Adjustments, Pomp, and Circumstance

Of course, now that Mike and I are leaving tomorrow my body finally feels 100% adjusted. Digestively I've never felt better, I've gotten used to the heat, I'm on a pretty regular sleeping schedule, my mind has gotten itself around to really taking in everything that's around me, and I'm picking up Hindi faster and faster (Get up, sit down, 10, 20, 50, how much, tissue). I feel like I could settle in for a long haul. I'm feeling happy and sad to leave, of course. I'm looking forward to: a big greasy cheesesteak, a ham and mustard sandwich, ice cubes, orderly traffic, a pedicure, and a good workout. I'm not looking forward to: well, everything else; work, responsibility, reality. I'll write a few posts once I'm back in the states, so you can all read about the reverse culture shock that I know is going to hit me hard.

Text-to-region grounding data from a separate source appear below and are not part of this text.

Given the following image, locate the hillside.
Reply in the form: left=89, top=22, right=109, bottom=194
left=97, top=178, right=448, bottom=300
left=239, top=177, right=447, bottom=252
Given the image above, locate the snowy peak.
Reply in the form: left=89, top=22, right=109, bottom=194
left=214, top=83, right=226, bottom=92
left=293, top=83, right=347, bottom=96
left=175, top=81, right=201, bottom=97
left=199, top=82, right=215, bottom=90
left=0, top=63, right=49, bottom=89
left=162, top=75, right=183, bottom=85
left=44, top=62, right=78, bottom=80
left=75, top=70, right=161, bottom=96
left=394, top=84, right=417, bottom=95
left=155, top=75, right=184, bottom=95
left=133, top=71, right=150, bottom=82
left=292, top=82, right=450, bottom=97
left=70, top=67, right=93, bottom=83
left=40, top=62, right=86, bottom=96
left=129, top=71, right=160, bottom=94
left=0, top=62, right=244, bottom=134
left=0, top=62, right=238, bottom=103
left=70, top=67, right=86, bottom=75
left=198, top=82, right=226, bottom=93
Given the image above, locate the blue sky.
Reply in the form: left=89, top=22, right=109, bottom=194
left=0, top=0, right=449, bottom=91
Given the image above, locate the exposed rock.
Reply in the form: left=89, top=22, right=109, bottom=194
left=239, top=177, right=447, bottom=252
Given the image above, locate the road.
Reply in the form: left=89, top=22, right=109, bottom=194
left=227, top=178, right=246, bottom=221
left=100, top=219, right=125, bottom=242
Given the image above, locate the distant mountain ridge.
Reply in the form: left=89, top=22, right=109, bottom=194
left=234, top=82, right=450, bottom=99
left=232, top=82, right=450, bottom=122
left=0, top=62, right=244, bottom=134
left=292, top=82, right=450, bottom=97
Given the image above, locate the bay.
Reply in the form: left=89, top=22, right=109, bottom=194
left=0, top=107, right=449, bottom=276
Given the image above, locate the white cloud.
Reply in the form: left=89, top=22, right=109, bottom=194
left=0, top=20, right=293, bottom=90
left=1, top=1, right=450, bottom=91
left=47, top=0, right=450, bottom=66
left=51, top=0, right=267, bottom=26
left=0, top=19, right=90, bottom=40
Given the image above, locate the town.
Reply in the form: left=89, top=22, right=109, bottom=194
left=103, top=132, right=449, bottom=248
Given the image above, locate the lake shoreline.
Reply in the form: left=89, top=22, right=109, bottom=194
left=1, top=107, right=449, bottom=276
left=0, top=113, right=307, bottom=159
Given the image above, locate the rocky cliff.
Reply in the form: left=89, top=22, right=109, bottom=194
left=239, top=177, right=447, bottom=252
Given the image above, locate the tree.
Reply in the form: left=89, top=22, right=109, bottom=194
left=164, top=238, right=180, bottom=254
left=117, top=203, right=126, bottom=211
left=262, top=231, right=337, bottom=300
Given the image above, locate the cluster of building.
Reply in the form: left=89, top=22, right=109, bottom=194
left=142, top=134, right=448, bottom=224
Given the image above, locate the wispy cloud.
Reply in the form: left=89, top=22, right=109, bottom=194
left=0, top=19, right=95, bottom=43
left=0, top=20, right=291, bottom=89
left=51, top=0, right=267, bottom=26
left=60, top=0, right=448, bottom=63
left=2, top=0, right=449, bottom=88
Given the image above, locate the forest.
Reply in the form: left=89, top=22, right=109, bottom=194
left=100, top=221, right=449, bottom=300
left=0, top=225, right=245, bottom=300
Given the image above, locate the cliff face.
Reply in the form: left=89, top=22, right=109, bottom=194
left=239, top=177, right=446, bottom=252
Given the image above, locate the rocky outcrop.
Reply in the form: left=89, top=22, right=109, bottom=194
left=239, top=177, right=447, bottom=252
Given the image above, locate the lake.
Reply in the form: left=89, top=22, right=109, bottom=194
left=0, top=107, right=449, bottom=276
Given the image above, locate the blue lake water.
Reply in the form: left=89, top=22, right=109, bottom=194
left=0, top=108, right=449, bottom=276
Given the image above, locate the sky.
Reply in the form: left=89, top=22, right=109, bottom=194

Yesterday we took a 6ish hour train ride to Amritsar and then a car ride to the town of Attari, on the border of India and Pakistan. We came here specifically to see the changing of the guards ceremony. We waited with the crowd for a bit and when someone blew a whistle there was, of course, chaos and a mad disorderly rush to climb up the stairs to the bleachers. We got our seats and baked in the scorching sun for about 30 minutes and people kept pouring in and packing the stands. There was an MC, dressed in jeans and a button down, who seemed to run the show, I'm not sure who he was. One soldier blew a trumpet, one soldier said something into the microphone which sounded to me like "Go" except he held out the "o" for about a full minute to which the audience applauded. Then soldiers chose people from the audience to run carrying the India flag up the the gated border and back. Then there was some call and response cheering of the crowd. My impression was that once the crowd on the Pakistan side got loud, our job was to out-cheer them. So we did this call and response about 15 seperate times. At one point a spontaneous all-male dance party broke out on the road below, men and boys with their arms in the air, twisting imaginary light bulbs. I guess we won the cheer-off, because G told us that the MC said, "The victory ceremony is over". Hindustan!

That night just after dusk we arrived at the Golden Temple in Amritsar, which is absolutely worth any trek that one needs to take in order to see it. This is the holiest Sikh site in the world. We took our shoes off at the gate, Mike and G got bandanas for their heads and I wore Praerna's dupatta on mine. To walk through the marble gate you first step through small pools of water. From the entrance way, all through the inside, Sikhs were bowing and touching their heads to the ground in prayer. The marble gate goes in a rectangular shape all around the periphery of a glistening pool of holy water, in the center of which is this sparkling island of the Golden Temple. We walked around the marble, watching the people young and old praying, sitting by the water, admiring the site. On the left side families were getting undressed so they could immerse in the water. We went inside the temple, covered in gold, marble, and beautiful mosaics, one Sikh sitting in the center in front of a massive holy book, and 3 Sikhs to his right, one playing the tablas, one the accordion, and one chanting prayers. This music never stops. It filled the night, along with the play of the light of the temple off the water, the whispers of voices, and the soft sounds of anklet bells. The sky was totally dark, except for a sliver of a crescent moon next to one, solitary bright star. I never would have imagined a night like that, so far from everything familiar to me. A dream I'll never forget.

1 comment:

Anonymous said...

the solitary bright star was venus. at least, if you see the same thing there that we see here. im not so good with the astronomies.